Ah, listen to me. Just a drunk old man. It was 50, 60 years ago, but I killed a lot of people kid, and I ain't lying. I was 18 when I started and I'm 72 now, but I can remember."

And I didn't doubt him.

It came to $11 on the meter, and he tipped me a buck. As he got out of the car, he said "It's bad over there, real bad in Iraq, and I ain't lying. What's your name?"

I told him for the third time, and extended my hand for him to shake. Instead of shaking it, he clasped it weakly over the top, the way my grandmother used to hold my hand.

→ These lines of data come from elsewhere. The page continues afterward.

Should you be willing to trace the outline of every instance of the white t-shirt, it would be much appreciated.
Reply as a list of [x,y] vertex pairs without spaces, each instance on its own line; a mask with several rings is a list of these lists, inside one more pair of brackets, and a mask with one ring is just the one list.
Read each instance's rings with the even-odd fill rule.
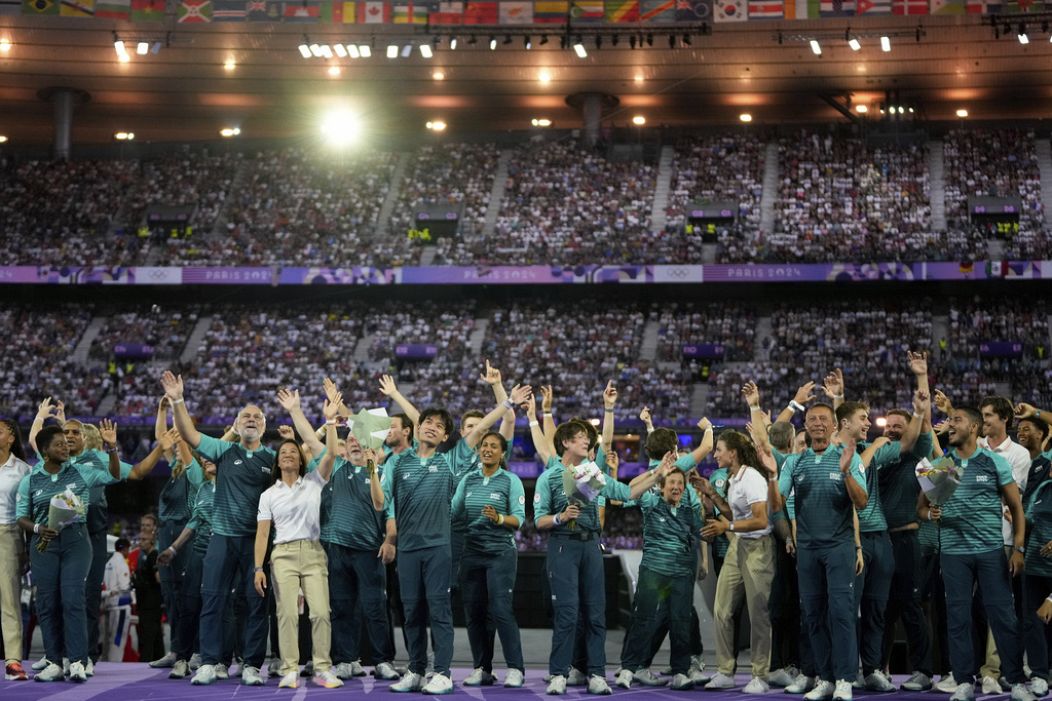
[[[738,474],[727,480],[727,503],[735,521],[752,518],[752,505],[767,503],[767,479],[758,470],[742,467]],[[739,532],[739,538],[762,538],[770,534],[773,526],[767,520],[767,528],[759,531]]]
[[[1030,451],[1011,438],[1005,438],[996,448],[991,447],[990,441],[986,438],[980,438],[979,447],[997,453],[1008,461],[1008,464],[1012,466],[1012,478],[1019,486],[1019,493],[1022,494],[1026,489],[1027,478],[1030,476]],[[1012,524],[1008,522],[1008,519],[1004,519],[1001,523],[1001,535],[1004,536],[1005,545],[1010,546],[1015,543]]]
[[15,497],[18,496],[18,484],[28,474],[29,464],[13,454],[0,465],[0,525],[18,523],[15,518]]
[[291,487],[278,480],[260,495],[256,520],[273,522],[275,544],[321,538],[321,490],[327,481],[312,470]]
[[131,605],[131,570],[124,553],[110,556],[102,584],[106,588],[106,608]]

"Good to meet you, Crabbie," he said, "My name's Charlie Brown, and I'm the second most decorated Indian from the Korean War in Oregon."

He started to withdraw his hand, but then grabbed mine again, with more force this time.

"I killed a lot of people, and this war is a horrible thing, and I ain't lying."

"I know," I said.

But I often find myself forgetting. I was arrested protesting this war at its beginning, and I have a friend who fought in it. Yet it ony touches me in tangential and indirect ways - I go about my daily life protected by two oceans and two pussy-whipped neighbors, and if anything my quality of life has improved since the war began almost 3 and a half years ago.

But the vets don't forget. And thank God they don't, because it's so easy for something as horrible and immediate as war to become vague and abstract in my sheltered little mind.

He let go of my hand, and looked back at me with doubt as he closed the door, like I didn't understand what he was trying to say. And having not killed anyone myself, there's a very good chance that I didn't except in the most abstract and intellectuaized terms.